In so doing, they are illuminating the structural deficiencies of conventional markets and state power. As we gave seen political agendas and profiteering have often been higher priorities than public health or equal treatment, as the $2.2 trillion bailout bill passed by the US Congress suggests. President Trump has been more obsessed with reviving the market and winning re-election than in saving people’s lives. Consider how many corporations are more intent on reaping private economic efficiencies (offshoring medical facemask manufacturing; closing down access to cheap generic drugs) than in allowing collective needs to be met effectively through government or commoning.
Numerous commentators are pointing out how the pandemic is but a preview of coming crises. It’s not been mentioned much that covid-19 is partly the result of humans encroaching excessively on natural ecosystems. The UN environment chief Inger Anderson has said that biodiversity and habitat loss are making it easier for pathogens to jump from “the wild” to humans.
And ecologist Stephan Harding has a wonderful piece on how Gaia seems to be trying to teach us to see the dangers of unlimited global commerce: “We are seeing right now how in an over-connected web a localised disturbance such as the appearance of a fatal virus can spread and amplify very quickly throughout the system, reducing its resilience and making it more likely to collapse.”
At this juncture, many massive, pivotal choices await us. We must decide to rebuild our provisioning systems on green, eco-resilient terms, not on neoliberal fantasies of unlimited growth and tightly integrated global markets. New/old types of place-based agriculture, commerce, and community must be developed.
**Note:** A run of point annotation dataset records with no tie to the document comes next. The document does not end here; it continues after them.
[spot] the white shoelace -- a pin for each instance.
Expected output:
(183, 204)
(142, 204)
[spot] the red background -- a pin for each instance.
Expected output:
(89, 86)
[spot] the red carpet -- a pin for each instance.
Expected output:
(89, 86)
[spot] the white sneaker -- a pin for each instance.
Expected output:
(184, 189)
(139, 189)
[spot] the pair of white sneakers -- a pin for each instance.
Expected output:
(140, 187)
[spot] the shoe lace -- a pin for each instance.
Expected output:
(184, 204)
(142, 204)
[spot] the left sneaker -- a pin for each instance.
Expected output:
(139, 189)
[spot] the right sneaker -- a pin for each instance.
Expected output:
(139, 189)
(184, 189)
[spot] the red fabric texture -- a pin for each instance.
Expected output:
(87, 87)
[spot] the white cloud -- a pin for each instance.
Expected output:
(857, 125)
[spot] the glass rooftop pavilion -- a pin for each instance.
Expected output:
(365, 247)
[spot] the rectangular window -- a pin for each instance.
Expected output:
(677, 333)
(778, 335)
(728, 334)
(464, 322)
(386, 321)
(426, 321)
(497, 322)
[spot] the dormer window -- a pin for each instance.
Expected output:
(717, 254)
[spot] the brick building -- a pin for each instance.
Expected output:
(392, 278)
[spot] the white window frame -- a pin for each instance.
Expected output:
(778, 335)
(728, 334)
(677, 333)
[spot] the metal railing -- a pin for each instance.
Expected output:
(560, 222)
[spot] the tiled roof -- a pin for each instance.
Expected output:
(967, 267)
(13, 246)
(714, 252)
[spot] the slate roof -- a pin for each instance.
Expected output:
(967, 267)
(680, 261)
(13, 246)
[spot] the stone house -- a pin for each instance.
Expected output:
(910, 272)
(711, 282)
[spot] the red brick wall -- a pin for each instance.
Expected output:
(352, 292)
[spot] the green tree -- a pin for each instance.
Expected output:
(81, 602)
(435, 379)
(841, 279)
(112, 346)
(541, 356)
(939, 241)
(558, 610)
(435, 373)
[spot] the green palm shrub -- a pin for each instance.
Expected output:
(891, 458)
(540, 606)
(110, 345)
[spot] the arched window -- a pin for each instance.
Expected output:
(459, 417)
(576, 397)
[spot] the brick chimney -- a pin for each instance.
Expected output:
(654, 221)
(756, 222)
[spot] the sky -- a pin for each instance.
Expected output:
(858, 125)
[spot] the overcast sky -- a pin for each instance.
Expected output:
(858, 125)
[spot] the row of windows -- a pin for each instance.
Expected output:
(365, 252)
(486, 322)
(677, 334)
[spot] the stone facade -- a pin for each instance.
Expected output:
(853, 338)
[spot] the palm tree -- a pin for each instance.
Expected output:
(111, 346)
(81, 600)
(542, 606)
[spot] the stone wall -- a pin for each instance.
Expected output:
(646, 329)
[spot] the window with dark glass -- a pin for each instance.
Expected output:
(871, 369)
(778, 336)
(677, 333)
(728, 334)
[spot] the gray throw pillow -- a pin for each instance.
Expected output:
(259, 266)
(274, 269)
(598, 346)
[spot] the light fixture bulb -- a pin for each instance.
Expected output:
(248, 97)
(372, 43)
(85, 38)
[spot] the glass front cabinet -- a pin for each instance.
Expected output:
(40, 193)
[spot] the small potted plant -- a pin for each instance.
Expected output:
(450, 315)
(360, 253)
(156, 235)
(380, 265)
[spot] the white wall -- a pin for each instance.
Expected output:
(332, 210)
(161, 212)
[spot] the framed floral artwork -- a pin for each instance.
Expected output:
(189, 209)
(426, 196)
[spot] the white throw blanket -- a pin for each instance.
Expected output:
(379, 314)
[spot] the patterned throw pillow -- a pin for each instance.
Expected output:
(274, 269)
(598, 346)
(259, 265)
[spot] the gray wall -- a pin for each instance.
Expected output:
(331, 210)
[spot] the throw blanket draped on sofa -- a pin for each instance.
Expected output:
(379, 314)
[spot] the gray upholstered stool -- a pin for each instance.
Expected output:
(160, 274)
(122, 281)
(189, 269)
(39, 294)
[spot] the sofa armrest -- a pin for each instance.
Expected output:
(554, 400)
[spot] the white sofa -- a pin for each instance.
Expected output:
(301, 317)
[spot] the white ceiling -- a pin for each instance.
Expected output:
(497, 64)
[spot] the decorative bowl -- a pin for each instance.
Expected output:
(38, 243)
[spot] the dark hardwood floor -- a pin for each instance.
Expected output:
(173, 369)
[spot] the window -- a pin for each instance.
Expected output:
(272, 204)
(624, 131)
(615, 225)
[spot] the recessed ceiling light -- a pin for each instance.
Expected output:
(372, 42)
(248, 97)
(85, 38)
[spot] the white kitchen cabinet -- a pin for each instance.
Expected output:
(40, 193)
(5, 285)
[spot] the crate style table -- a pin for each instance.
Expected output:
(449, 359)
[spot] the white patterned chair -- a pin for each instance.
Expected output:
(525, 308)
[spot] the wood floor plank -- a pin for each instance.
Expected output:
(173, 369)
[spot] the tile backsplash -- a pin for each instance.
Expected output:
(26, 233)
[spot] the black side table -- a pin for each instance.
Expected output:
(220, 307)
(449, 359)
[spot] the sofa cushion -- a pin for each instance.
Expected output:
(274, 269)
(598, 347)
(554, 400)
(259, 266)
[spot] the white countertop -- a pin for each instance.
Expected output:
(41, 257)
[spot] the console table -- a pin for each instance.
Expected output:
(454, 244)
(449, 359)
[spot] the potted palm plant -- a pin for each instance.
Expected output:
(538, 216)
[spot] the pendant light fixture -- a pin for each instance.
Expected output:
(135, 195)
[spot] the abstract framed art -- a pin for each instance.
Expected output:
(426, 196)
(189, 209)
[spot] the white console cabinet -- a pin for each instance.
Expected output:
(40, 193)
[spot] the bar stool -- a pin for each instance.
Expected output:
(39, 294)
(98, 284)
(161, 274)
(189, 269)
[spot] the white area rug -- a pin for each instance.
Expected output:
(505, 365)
This will entail a frank reckoning with how we re-imagine and enact state power, writes Yuval Noah Harari, author of Sapiens, in the Financial Times: “The first [choice] is between totalitarian surveillance and citizen empowerment. The second is between nationalist isolation and global solidarity.” Harari warns:
Humanity needs to make a choice. Will we travel down the route of disunity, or will we adopt the path of global solidarity? If we choose disunity, this will not only prolong the crisis, but will probably result in even worse catastrophes in the future. If we choose global solidarity, it will be a victory not only against the coronavirus, but against all future epidemics and crises that might assail humankind in the 21st century.
Obviously, I think the commons has a lot to contribute to citizen empowerment and global solidarity. Hope lies in building new systems of bottom-up, place-based provisioning and care that are peer-governed, fair-minded, inclusive, and participatory. Hope lies in federating diverse commons so that they can coordinate and reach more people – accountably, flexibly, effectively, with resilience.
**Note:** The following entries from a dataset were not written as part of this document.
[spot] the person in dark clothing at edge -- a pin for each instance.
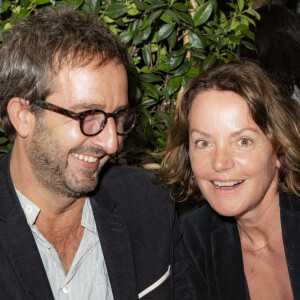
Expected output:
(277, 39)
(72, 227)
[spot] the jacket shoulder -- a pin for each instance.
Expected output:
(199, 223)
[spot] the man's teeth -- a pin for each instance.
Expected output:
(85, 157)
(226, 183)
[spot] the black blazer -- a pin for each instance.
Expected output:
(137, 227)
(214, 251)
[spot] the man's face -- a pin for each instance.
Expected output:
(62, 158)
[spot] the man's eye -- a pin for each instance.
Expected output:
(244, 142)
(202, 144)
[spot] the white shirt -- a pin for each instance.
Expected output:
(87, 277)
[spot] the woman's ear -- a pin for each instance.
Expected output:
(20, 116)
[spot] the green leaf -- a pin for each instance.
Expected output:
(139, 5)
(146, 56)
(178, 52)
(249, 45)
(198, 53)
(174, 61)
(146, 118)
(165, 31)
(172, 15)
(241, 4)
(209, 61)
(91, 6)
(154, 7)
(126, 36)
(186, 18)
(141, 36)
(184, 68)
(117, 10)
(174, 84)
(203, 13)
(241, 29)
(247, 19)
(163, 67)
(166, 19)
(194, 40)
(150, 89)
(3, 140)
(180, 6)
(148, 102)
(150, 77)
(193, 72)
(39, 2)
(235, 39)
(172, 39)
(133, 11)
(249, 34)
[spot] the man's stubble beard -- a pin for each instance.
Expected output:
(50, 166)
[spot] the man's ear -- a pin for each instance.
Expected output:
(20, 116)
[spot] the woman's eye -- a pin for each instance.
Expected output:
(202, 144)
(244, 142)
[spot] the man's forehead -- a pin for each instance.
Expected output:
(91, 86)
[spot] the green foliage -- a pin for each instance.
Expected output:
(169, 43)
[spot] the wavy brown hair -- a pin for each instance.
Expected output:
(34, 51)
(276, 115)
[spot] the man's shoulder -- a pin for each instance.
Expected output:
(132, 186)
(200, 222)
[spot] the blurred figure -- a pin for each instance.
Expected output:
(277, 39)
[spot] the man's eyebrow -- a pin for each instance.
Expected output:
(86, 106)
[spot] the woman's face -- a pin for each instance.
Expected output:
(232, 160)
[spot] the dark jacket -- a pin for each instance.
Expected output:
(214, 251)
(138, 230)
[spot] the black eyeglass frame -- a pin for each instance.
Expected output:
(81, 116)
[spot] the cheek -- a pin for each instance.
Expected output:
(199, 164)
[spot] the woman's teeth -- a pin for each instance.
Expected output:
(220, 184)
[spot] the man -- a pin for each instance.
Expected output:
(63, 235)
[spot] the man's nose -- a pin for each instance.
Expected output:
(222, 159)
(108, 139)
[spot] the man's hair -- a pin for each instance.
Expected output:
(276, 115)
(36, 49)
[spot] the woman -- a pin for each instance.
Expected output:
(237, 138)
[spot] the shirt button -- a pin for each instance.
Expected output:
(28, 209)
(67, 289)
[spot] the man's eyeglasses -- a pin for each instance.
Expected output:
(93, 121)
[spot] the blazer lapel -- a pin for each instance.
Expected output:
(228, 263)
(116, 246)
(19, 245)
(290, 223)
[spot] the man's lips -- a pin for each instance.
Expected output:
(86, 158)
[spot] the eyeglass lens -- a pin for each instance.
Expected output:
(93, 123)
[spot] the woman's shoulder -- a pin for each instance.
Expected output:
(202, 219)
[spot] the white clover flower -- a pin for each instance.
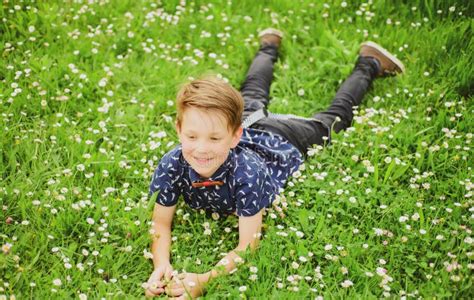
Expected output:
(242, 288)
(347, 284)
(57, 282)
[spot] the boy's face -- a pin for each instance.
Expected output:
(206, 139)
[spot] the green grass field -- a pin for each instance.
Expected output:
(86, 104)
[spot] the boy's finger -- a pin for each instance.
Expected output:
(154, 291)
(175, 292)
(168, 274)
(175, 285)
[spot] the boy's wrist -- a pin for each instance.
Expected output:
(162, 263)
(206, 277)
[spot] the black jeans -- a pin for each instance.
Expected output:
(300, 132)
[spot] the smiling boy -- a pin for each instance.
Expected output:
(228, 166)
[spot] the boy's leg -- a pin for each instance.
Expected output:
(373, 61)
(339, 114)
(256, 87)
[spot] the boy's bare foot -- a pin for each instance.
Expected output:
(270, 36)
(389, 64)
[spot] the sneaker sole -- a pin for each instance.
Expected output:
(273, 31)
(387, 54)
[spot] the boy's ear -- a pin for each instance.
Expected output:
(237, 136)
(177, 127)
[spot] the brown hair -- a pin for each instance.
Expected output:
(211, 93)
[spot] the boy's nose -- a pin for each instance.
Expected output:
(202, 147)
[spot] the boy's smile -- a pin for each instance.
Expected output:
(206, 139)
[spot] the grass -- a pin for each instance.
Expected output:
(85, 118)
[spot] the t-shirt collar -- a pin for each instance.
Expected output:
(219, 174)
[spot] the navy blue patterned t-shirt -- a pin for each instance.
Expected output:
(253, 173)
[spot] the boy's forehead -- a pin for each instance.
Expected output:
(198, 117)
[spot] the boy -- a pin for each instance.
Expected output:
(233, 167)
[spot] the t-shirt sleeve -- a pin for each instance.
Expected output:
(165, 179)
(253, 192)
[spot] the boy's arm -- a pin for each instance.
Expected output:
(162, 220)
(249, 234)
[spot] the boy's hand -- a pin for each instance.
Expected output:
(186, 285)
(158, 279)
State institutions may be able to play positive roles, mostly in providing general rules, coordination, certain types of expertise, and infrastructure. Beyond that, they should focus on empowering people and smaller-scale governance and thereby engender trust in collective action.
It is still too early to know how the pandemic will unfold and resolve. There are too many complex variables play to predict the many ramifications. However, it is clear enough that this pandemic calls into question MANY elements of today’s neoliberal market/state order, whose institutions and political leadership are either dysfunctional or uncommitted to meeting public needs. It’s not just individual politicians; it’s a systemic problem. Yet the rudiments of a coherent new system with richer affordances have not yet crystallized.
So that may be our ambitious task going forward. Commoners and allied movements, disillusioned liberals and social democrats, people of goodwill must thwart the many retrograde dangers that threaten to surge forward under the cover of fear. But we must also, simultaneously, demonstrate the feasibility of new forms of commoning, infrastructure, finance, and commons/public partnerships. Rarely have needs and opportunities been so aligned!